The employment tribunal upheld her claim of unfair dismissal, finding that no reasonable employer would have held that the breakdown in the working relationship was irreparable. The tribunal held that the procedure adopted in carrying out the dismissal was not compliant with the Code.

The EAT decisions

On appeal the EAT upheld the tribunal's finding that the dismissal was unfair but rejected the finding that the Code and the 25% uplift applied.

The EAT reasoned that while elements of the Code can, and should, be applied to an SOSR dismissal, many of the provisions such as investigations are not always appropriate. To impose a punishment for not complying with the letter of the Code in SOSR dismissals would be going beyond what Parliament intended when they created this power for tribunals.

The EAT's decision in this case differed from that in the 2013 case of Lund v St Edmund's School which found that the Code did apply to a SOSR dismissal where the disciplinary procedure had been invoked, even if the ultimate reason for dismissal was not misconduct. The reasoning there was that the Code should apply where disciplinary proceedings have been, or ought to have been invoked, and that employers should assume that tribunals will apply the Code where it could be said that the dismissal is connected to a disciplinary or conduct issue.

It appears that the current trend is for narrowing the scope of the Code as there was a further EAT decision recently, Holmes v Qinetiq, which held that the Code only applies to a dismissal where there is 'culpable conduct' in either the form of misconduct or poor performance. Therefore the Code will not usually apply where the poor performance is the result of genuine illness.

What does this mean for employers?

These cases should not be seen as an invitation to employers to rip up their copies of the Code. The safest course is still to observe the relevant best practice recommendations for SOSR dismissals. Employers should consider whether any SOSR dismissal is in fact part of a factual matrix which includes performance or disciplinary issues; if so the Code will still apply.

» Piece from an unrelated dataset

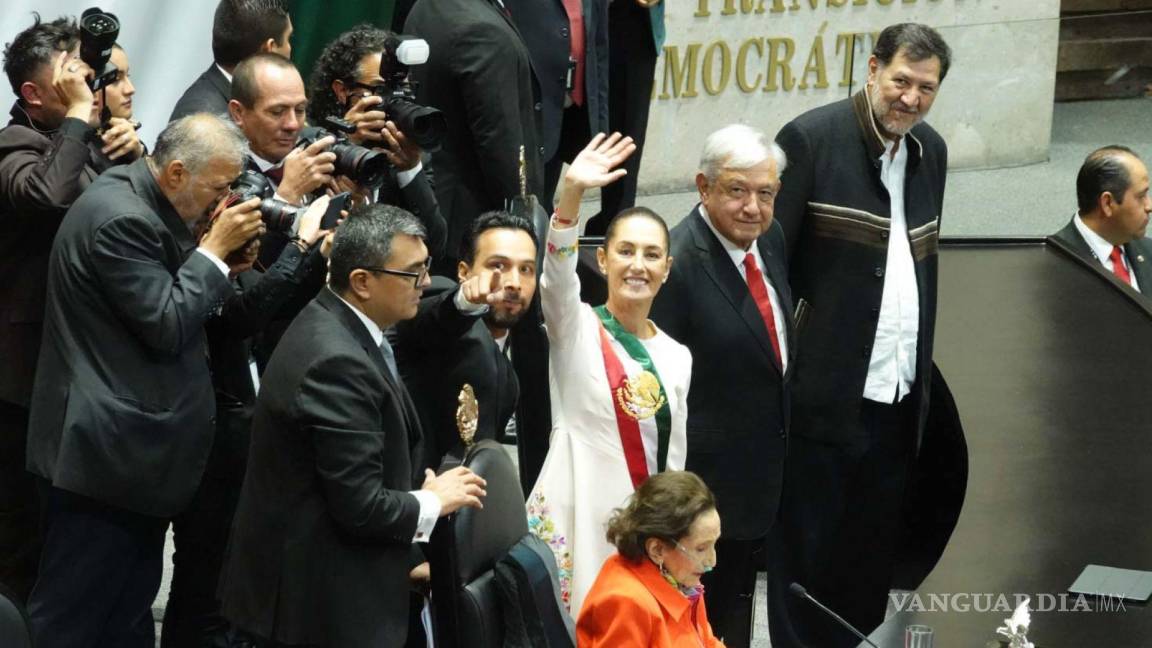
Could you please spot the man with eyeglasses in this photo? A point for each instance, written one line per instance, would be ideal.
(323, 548)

It is helpful that the EAT has confirmed that the Code has no application in cases involving genuine illness as many of its provisions sit uneasily with such cases where an employer will wish to adopt a more sympathetic approach to the process. However, it is still important to follow an identifiable procedure in such cases and this is likely to take a considerable amount of time. The Code will still apply in cases where an employee is being dismissed for an illness which is suspected not to be genuine.